We define our diffusion based model with 200 timesteps, MSE loss (although the original algorithm specifies just SSE but we found that MSE works as well), beta start and end values of 1e-5, 1e-2 respectively with a linear schedule, and use the ADAM optimizer with a learning rate of 1e-3.

from ProbabilisticDiffusion import Diffusion
import torch

n_steps=200
model = ConditionalModel(n_steps)
loss = torch.nn.MSELoss(reduction='mean') # We use MSE for the loss which adheres to the gradient step procedure defined
optimizer = torch.optim.Adam(model.parameters(), lr=1e-3) # ADAM Optimizer Parameters for learning
diffusion = Diffusion(data, n_steps, 1e-5, 1e-2, 'linear', model, loss, optimizer) # Note the (1e-5, 1e-2) are Beta start and end values

Forward Sampling

This allows us to see the forward diffusion process and ensure that our n_steps parameter is large enough. We want to see the data morph into standard gaussian distributed points by the last time step.

import scipy.stats as stats

noised = diffusion.forward(199, s=5)
stats.probplot(noised[:,0], dist="norm", plot=plt)
plt.show()

image image

Training

We train with batch size of 1,000 for 10,000 epochs.

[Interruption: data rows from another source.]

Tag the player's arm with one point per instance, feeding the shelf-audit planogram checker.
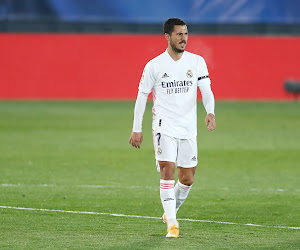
(208, 98)
(136, 137)
(209, 105)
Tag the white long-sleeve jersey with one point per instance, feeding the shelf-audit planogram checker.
(174, 86)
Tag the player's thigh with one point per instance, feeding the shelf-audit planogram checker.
(187, 153)
(165, 147)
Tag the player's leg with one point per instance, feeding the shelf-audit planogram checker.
(166, 154)
(167, 194)
(183, 185)
(187, 161)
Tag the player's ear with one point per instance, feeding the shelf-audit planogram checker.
(167, 36)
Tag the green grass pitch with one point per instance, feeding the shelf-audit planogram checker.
(75, 156)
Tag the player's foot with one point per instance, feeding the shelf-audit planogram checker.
(173, 232)
(164, 218)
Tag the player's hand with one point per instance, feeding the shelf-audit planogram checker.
(210, 122)
(136, 139)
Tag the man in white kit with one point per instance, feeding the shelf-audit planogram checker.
(173, 78)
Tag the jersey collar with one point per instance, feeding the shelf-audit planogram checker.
(181, 58)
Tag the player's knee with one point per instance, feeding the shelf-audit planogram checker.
(187, 180)
(167, 171)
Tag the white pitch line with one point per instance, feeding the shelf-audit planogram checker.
(144, 217)
(135, 187)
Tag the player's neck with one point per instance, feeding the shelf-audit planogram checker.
(174, 55)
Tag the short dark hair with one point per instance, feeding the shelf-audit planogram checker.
(170, 23)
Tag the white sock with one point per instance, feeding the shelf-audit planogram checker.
(181, 193)
(168, 200)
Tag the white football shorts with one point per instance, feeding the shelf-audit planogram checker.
(183, 152)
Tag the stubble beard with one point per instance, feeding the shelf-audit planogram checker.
(175, 49)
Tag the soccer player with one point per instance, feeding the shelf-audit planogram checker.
(173, 78)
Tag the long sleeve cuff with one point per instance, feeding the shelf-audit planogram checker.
(208, 98)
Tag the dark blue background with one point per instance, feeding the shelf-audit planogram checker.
(154, 11)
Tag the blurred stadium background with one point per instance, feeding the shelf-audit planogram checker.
(68, 177)
(77, 49)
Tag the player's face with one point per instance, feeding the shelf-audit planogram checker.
(178, 38)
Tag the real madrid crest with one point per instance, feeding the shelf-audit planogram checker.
(159, 151)
(189, 74)
(142, 79)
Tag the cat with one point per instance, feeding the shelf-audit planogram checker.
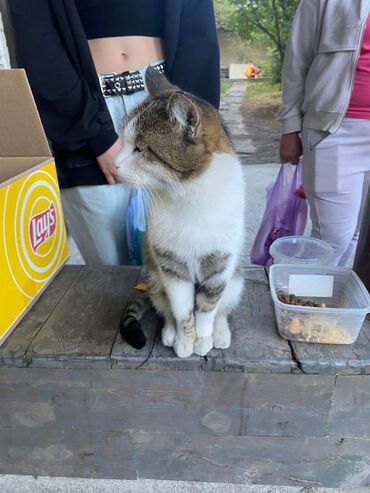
(177, 147)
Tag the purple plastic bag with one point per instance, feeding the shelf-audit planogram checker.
(285, 214)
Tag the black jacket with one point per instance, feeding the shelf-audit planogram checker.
(51, 45)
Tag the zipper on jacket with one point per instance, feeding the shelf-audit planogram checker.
(353, 76)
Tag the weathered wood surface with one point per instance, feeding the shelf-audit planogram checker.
(301, 462)
(184, 425)
(163, 401)
(350, 413)
(75, 324)
(14, 350)
(85, 323)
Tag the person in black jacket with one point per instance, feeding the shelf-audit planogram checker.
(86, 61)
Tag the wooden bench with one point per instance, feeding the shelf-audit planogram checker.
(75, 400)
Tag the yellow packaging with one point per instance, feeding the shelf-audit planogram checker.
(33, 241)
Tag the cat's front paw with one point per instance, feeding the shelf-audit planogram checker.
(203, 345)
(184, 346)
(221, 334)
(168, 335)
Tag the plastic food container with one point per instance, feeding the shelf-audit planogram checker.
(339, 323)
(301, 250)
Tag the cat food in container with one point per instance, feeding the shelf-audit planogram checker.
(339, 303)
(301, 250)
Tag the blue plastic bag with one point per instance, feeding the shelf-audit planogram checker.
(285, 213)
(136, 223)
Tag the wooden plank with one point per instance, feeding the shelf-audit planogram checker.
(181, 401)
(84, 325)
(350, 412)
(256, 345)
(71, 453)
(13, 351)
(336, 359)
(300, 462)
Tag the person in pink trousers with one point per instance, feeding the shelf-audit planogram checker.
(325, 116)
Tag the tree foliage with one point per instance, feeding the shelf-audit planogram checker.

diffusion.train(1000, 10000)

image

Sampling New Data

We can sample new data based on the learned model via the following method:

new_x = diffusion.sample(1000, 50, s=3)

image

This method generated 1000 new samples and plotted at an interval of 50. In addition, we can specify which points to keep from these new samples, 'last' will only keep the last timestep of samples, 'all', will keep all timesteps, and for more granularity, one can specify a tuple of integer values corresponding to the desired timesteps to keep.